WELLINGTON, Feb. 27 (Xinhua) -- New Zealand's greenhouse gas emissions rose 24 percent in the past 25 years, but grew more slowly than the economy in general, the statistics department Stats NZ said on Tuesday.
The first report of the System of Environmental-Economic Accounts released on Tuesday showed the impact of what people are doing to the natural environment and what is being done to protect it, as well as the importance of natural resources to the economy.
Economy-wide greenhouse gas emissions increased from 1990 to 2015 from 61 million tons of carbon dioxide equivalent in 1990, to about 76 million tons in 2015, the latest available period, according to the report.
New Zealand's emissions from economic activity, excluding emissions and removals from land-use change and the forestry sector, hit a peak in 2005, declined until 2009, and rose moderately after that, statistics show.

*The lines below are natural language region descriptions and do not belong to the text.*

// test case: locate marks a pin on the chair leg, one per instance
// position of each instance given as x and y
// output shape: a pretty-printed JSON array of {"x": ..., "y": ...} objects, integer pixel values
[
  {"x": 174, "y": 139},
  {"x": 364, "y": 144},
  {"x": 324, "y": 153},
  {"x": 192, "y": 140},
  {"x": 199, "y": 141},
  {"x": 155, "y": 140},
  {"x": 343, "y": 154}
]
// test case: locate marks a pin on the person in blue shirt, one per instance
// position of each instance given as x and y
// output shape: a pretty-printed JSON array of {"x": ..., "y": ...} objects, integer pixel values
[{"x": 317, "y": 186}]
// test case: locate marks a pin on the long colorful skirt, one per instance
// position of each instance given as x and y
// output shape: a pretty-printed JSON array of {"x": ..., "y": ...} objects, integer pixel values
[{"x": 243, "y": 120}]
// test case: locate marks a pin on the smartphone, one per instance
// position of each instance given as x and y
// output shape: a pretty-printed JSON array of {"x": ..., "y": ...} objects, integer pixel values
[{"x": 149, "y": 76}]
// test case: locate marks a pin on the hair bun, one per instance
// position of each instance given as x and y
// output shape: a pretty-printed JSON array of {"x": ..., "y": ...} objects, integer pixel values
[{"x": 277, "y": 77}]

The rate of increase in greenhouse gas emissions however, including carbon dioxide from burning fossil fuels and methane from agriculture, was slower than the rate of increase in GDP leading to a decline in greenhouse gas intensity, Stats NZ said.
"New Zealand is producing more greenhouse gases, but is being much more efficient in doing so," environmental-economic statistics senior manager Michele Lloyd said, adding that New Zealand's emissions amount to about 0.17 percent of the world's total.